Langkah Israel juga tidak bisa dilepaskan dari kalkulasi strategis di Laut Merah dan Tanduk Afrika. Wilayah ini merupakan jalur vital perdagangan global, keamanan energi, dan militerisasi kekuatan asing. Dengan mengakui Somaliland, Israel memperoleh pijakan geopolitik baru yang berpotensi mengubah keseimbangan kekuatan regional.
Sejumlah analis melihat pengakuan ini sebagai bagian dari misi terselubung untuk memfasilitasi relokasi paksa warga Palestina, sebuah skenario yang menimbulkan keprihatinan serius dalam perspektif hukum humaniter internasional. Jika benar, Afrika berisiko dijadikan ruang substitusi konflik Timur Tengah.

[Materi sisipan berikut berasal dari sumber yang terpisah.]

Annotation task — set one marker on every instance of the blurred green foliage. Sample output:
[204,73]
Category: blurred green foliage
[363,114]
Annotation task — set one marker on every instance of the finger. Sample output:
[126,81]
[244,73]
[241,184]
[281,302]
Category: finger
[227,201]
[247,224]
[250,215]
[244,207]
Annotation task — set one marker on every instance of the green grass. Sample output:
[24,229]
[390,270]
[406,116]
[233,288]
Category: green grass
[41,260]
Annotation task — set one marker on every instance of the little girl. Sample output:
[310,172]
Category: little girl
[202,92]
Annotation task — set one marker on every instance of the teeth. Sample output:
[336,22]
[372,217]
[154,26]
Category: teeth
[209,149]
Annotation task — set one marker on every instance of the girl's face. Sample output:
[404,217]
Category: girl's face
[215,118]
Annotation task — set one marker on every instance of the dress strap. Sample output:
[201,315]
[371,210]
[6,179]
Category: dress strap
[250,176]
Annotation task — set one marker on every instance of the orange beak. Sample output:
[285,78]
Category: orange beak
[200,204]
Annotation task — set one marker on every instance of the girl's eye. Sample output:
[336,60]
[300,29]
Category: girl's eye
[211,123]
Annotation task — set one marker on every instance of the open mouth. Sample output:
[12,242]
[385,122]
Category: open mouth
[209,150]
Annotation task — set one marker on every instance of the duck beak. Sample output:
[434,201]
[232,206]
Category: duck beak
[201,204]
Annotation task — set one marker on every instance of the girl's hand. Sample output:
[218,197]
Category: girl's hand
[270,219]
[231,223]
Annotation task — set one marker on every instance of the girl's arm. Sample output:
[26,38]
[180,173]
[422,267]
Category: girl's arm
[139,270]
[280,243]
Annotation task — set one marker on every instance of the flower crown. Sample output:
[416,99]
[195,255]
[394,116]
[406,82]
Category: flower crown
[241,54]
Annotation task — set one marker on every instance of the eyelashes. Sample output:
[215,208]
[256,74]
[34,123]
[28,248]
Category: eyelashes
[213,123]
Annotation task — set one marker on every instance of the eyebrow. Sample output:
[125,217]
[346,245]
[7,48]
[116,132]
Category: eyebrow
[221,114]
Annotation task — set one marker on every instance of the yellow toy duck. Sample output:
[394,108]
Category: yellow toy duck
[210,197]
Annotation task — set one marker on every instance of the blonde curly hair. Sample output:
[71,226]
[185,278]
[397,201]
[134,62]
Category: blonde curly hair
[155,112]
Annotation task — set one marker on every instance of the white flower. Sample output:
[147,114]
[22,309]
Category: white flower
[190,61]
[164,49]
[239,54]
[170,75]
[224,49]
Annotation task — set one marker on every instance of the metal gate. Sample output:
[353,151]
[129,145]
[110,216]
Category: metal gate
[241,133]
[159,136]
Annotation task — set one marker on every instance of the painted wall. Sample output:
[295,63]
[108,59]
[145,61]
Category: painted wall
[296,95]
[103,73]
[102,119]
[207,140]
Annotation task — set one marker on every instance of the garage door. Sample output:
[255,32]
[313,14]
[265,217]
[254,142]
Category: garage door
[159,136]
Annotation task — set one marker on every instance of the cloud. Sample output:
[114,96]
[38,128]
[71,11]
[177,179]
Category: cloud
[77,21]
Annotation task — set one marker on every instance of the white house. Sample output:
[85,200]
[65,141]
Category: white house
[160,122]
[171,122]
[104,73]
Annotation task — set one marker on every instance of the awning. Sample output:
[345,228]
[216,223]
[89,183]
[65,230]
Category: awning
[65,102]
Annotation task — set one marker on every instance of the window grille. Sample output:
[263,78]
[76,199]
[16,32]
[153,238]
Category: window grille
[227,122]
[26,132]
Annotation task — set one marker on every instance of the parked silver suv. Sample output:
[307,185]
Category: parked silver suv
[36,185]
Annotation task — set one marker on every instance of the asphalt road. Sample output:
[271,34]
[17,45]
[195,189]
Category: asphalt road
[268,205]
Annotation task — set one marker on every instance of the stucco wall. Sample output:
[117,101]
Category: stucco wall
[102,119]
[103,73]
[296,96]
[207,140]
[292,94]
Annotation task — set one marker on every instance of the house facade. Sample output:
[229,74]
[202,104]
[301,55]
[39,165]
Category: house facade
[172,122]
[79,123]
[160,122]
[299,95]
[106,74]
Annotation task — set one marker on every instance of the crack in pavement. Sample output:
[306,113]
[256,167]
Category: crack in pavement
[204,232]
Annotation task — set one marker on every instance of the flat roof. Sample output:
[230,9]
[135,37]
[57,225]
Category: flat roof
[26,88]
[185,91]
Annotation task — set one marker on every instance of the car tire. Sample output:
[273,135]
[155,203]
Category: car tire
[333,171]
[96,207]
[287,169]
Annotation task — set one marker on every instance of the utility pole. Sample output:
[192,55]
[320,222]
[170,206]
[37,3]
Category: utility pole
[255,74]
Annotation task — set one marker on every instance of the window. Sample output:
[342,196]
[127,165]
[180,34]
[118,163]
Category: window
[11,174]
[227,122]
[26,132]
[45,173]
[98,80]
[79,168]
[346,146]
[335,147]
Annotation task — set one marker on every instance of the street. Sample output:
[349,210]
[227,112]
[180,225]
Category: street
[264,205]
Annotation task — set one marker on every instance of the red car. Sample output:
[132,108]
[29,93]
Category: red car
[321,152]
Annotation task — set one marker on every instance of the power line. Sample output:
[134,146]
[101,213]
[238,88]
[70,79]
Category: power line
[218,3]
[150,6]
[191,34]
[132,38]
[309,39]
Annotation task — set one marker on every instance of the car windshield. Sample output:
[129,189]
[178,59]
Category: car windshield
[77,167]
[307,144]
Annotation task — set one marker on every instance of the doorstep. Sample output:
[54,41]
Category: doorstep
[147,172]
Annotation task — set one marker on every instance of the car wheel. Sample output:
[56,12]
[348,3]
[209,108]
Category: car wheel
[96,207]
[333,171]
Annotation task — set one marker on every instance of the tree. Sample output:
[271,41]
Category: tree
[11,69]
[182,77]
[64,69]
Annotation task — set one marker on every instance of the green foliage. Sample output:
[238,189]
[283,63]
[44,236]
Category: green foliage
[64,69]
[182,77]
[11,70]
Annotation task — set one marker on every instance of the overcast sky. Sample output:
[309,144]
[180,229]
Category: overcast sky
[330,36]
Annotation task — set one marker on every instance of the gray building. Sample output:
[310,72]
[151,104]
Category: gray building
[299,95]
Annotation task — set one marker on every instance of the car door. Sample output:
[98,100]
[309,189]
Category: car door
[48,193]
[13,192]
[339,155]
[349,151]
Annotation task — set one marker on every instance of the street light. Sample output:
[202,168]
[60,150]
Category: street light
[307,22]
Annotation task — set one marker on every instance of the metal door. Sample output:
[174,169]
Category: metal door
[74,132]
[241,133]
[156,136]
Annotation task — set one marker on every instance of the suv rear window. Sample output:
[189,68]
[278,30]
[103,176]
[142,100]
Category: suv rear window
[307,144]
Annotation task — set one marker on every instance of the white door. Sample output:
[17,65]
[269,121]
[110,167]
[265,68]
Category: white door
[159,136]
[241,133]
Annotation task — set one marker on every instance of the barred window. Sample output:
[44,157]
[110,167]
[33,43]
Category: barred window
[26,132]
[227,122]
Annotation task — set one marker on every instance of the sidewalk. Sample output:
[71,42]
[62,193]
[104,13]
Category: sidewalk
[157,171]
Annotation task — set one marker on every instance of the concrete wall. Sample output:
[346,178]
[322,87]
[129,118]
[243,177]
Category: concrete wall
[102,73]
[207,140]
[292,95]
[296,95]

Dalam teori critical geopolitics, tindakan semacam ini menunjukkan bagaimana negara kuat memanfaatkan wilayah rapuh sebagai arena eksperimen kekuasaan global. Somalia, yang masih berjuang keluar dari konflik berkepanjangan, menjadi korban paling nyata dari politik pengakuan selektif tersebut.
Dampak pengakuan Israel terhadap Somaliland tidak hanya bersifat simbolik. Ia berpotensi memicu eskalasi konflik bersenjata, memperkuat kelompok milisi, dan melemahkan legitimasi Pemerintah Federal Somalia. Stabilitas Laut Merah pun terancam, dengan implikasi langsung terhadap keamanan pelayaran internasional.

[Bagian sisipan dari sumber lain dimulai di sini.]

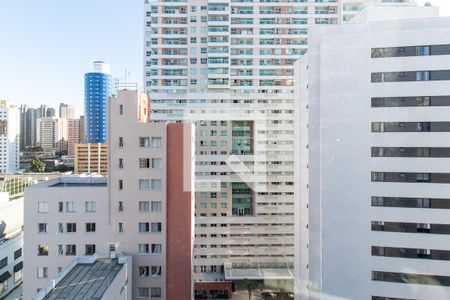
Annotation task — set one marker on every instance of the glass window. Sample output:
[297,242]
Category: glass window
[156,206]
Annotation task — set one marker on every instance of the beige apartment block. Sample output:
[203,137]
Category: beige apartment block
[91,158]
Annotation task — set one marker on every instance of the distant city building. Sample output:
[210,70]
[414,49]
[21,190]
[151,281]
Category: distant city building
[97,89]
[144,208]
[372,200]
[52,134]
[9,137]
[66,111]
[91,158]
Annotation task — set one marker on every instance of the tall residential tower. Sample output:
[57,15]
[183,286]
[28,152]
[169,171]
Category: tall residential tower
[97,89]
[228,67]
[374,173]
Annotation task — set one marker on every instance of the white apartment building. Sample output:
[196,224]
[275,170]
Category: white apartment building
[144,209]
[11,243]
[9,137]
[228,67]
[374,158]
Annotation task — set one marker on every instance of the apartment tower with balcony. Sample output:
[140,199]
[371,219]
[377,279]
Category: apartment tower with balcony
[228,67]
[144,208]
[374,176]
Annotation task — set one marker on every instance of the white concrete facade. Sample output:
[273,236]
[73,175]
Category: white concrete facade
[371,196]
[65,218]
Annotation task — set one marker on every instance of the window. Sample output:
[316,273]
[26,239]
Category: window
[144,142]
[143,292]
[156,227]
[42,250]
[156,163]
[144,184]
[71,250]
[156,248]
[156,184]
[90,227]
[70,206]
[42,272]
[144,163]
[156,142]
[144,227]
[144,271]
[144,206]
[90,206]
[155,292]
[71,227]
[144,248]
[90,249]
[42,207]
[156,271]
[156,206]
[3,262]
[42,227]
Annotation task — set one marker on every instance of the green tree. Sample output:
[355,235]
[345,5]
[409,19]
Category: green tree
[250,285]
[38,165]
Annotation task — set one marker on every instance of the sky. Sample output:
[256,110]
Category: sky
[46,46]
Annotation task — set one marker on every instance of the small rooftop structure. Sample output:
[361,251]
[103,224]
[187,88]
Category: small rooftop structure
[89,278]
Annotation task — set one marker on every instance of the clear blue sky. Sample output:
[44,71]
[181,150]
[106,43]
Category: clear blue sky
[47,45]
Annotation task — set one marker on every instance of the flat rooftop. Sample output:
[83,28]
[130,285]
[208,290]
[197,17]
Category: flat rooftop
[86,281]
[73,181]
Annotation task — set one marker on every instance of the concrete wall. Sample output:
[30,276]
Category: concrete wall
[340,164]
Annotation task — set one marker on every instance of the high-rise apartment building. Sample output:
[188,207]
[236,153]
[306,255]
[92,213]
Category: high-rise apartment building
[145,208]
[52,134]
[228,67]
[9,137]
[73,135]
[97,89]
[11,243]
[66,111]
[374,153]
[46,133]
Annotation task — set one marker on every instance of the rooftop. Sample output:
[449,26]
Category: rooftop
[86,281]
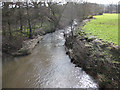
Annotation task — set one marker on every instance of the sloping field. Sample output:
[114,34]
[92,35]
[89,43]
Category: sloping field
[104,27]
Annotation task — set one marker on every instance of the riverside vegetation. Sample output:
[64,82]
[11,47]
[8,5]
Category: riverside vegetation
[25,23]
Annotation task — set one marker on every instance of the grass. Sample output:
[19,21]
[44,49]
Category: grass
[105,27]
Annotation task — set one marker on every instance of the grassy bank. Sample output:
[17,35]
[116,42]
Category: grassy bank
[104,27]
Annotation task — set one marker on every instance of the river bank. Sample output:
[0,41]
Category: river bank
[98,58]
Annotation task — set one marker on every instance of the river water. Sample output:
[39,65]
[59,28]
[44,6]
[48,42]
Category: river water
[47,67]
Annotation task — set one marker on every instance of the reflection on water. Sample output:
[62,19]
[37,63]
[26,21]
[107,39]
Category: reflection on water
[47,67]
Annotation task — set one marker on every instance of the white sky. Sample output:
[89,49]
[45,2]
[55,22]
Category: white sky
[93,1]
[104,1]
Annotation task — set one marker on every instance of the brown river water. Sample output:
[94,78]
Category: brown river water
[47,67]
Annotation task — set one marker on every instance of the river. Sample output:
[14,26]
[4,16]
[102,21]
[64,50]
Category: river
[47,67]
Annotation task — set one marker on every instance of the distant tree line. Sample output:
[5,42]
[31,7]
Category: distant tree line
[24,20]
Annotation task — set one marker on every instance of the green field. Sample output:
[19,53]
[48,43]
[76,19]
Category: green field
[104,27]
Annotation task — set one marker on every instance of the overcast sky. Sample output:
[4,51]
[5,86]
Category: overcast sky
[105,1]
[93,1]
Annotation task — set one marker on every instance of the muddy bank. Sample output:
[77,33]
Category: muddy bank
[98,58]
[27,46]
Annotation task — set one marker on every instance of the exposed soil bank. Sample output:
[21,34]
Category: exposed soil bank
[98,58]
[27,46]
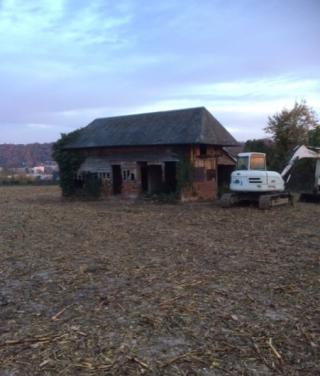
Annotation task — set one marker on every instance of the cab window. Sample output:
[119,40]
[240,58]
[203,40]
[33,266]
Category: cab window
[242,163]
[258,162]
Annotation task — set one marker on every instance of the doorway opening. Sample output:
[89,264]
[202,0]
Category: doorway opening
[155,179]
[144,176]
[170,175]
[117,179]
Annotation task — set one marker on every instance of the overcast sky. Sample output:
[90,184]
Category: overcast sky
[65,62]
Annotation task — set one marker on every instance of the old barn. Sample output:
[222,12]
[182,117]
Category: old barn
[138,154]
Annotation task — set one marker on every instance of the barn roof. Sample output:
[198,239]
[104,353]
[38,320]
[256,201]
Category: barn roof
[187,126]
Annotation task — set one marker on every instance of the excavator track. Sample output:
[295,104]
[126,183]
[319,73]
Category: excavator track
[267,201]
[228,199]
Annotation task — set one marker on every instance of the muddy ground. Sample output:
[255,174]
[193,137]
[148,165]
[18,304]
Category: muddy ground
[122,288]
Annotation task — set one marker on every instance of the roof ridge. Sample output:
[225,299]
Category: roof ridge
[152,112]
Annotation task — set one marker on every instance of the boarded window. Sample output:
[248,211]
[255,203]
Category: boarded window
[199,174]
[211,174]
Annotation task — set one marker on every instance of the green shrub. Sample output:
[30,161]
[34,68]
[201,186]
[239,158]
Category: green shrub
[69,163]
[92,186]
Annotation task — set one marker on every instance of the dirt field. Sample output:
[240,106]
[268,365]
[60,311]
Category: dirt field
[115,288]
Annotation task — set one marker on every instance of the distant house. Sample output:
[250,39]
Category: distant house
[138,154]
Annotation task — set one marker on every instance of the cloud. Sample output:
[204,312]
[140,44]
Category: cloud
[66,62]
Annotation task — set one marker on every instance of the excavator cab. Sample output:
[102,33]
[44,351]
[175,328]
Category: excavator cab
[251,161]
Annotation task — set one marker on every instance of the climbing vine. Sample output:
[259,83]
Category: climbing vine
[68,161]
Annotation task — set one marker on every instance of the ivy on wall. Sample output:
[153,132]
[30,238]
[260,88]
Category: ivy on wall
[68,161]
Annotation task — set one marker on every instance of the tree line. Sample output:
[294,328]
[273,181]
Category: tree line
[288,129]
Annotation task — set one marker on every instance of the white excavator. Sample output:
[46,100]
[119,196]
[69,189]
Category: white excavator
[252,182]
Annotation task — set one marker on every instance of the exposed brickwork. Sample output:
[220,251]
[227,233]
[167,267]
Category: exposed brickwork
[206,168]
[130,189]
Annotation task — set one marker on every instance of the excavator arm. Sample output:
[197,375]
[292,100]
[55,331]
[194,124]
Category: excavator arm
[301,152]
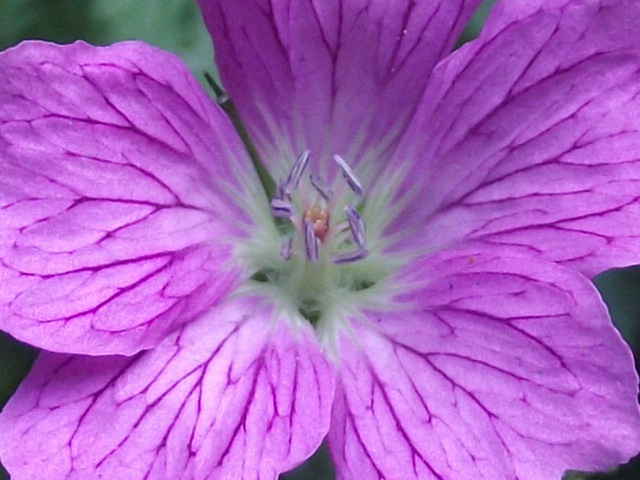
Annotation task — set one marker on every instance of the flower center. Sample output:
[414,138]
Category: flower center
[314,224]
[323,264]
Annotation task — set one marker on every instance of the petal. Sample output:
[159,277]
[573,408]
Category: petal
[529,137]
[337,76]
[491,367]
[233,395]
[121,188]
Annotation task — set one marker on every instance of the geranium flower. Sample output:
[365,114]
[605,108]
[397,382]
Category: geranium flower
[415,286]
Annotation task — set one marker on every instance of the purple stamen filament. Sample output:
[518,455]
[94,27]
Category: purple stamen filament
[315,223]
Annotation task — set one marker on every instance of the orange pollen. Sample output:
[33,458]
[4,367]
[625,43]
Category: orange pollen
[319,219]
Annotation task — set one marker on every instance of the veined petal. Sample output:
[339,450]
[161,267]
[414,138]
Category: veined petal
[234,394]
[493,368]
[528,138]
[121,194]
[338,76]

Kondisi ini beririsan langsung dengan ketegangan global, termasuk tragedi kemanusiaan di Gaza. Ketika konflik regional saling terhubung, instabilitas di Afrika Timur bukan lagi isu lokal, melainkan ancaman terhadap perdamaian dunia.
Peran Indonesia dalam Menjaga Stabilitas Regional
Indonesia sebagai negara berpenduduk Muslim terbesar di dunia jelas memiliki tanggung jawab moral dan diplomatik untuk bersuara. Politik luar negeri bebas aktif menempatkan Indonesia bukan sebagai penonton, melainkan sebagai mediator dan penjaga norma internasional.
Langkah pertama yang perlu ditempuh Indonesia adalah mendorong dialog politik inklusif antara Pemerintah Federal Somalia dan otoritas Somaliland. Pendekatan ini sejalan dengan teori resolusi konflik Afrika yang menekankan rekonsiliasi internal ketimbang legitimasi eksternal.
Selain itu, Indonesia perlu mengoptimalkan diplomasi multilateral melalui kerja sama dengan negara-negara kunci, seperti Turki, Mesir, dan Arab Saudi. Koalisi negara-negara OKI harus diperkuat untuk menolak normalisasi praktik pengakuan sepihak.
Peran Uni Afrika juga harus didorong secara aktif. Dalam konteks Afrika, legitimasi regional sering kali lebih efektif daripada tekanan global yang bersifat koersif. Indonesia dapat berperan sebagai jembatan diplomasi antara Afrika, dunia Islam, dan komunitas internasional.
Penolakan terhadap intervensi asing harus menjadi prinsip utama. Pengalaman Afrika menunjukkan bahwa intervensi eksternal yang mengabaikan konteks lokal justru memperpanjang konflik dan memperdalam krisis kemanusiaan.
Secara normatif, Indonesia harus konsisten membela prinsip kedaulatan, keutuhan wilayah, dan penyelesaian damai sengketa. Upaya memecah Somalia tidak akan menghasilkan stabilitas, tetapi menciptakan episentrum konflik baru yang merambat lintas kawasan. Pembiaran terhadap disintegrasi negara-negara Muslim hanya akan memperkuat politik pecah belah global. Dalam konteks ini, sikap tegas Indonesia bukan hanya soal Somalia atau Somaliland, melainkan juga tentang menjaga tatanan internasional yang adil, bermartabat, dan berlandaskan hukum, demi perdamaian Afrika, dunia Islam, dan kemanusiaan secara keseluruhan.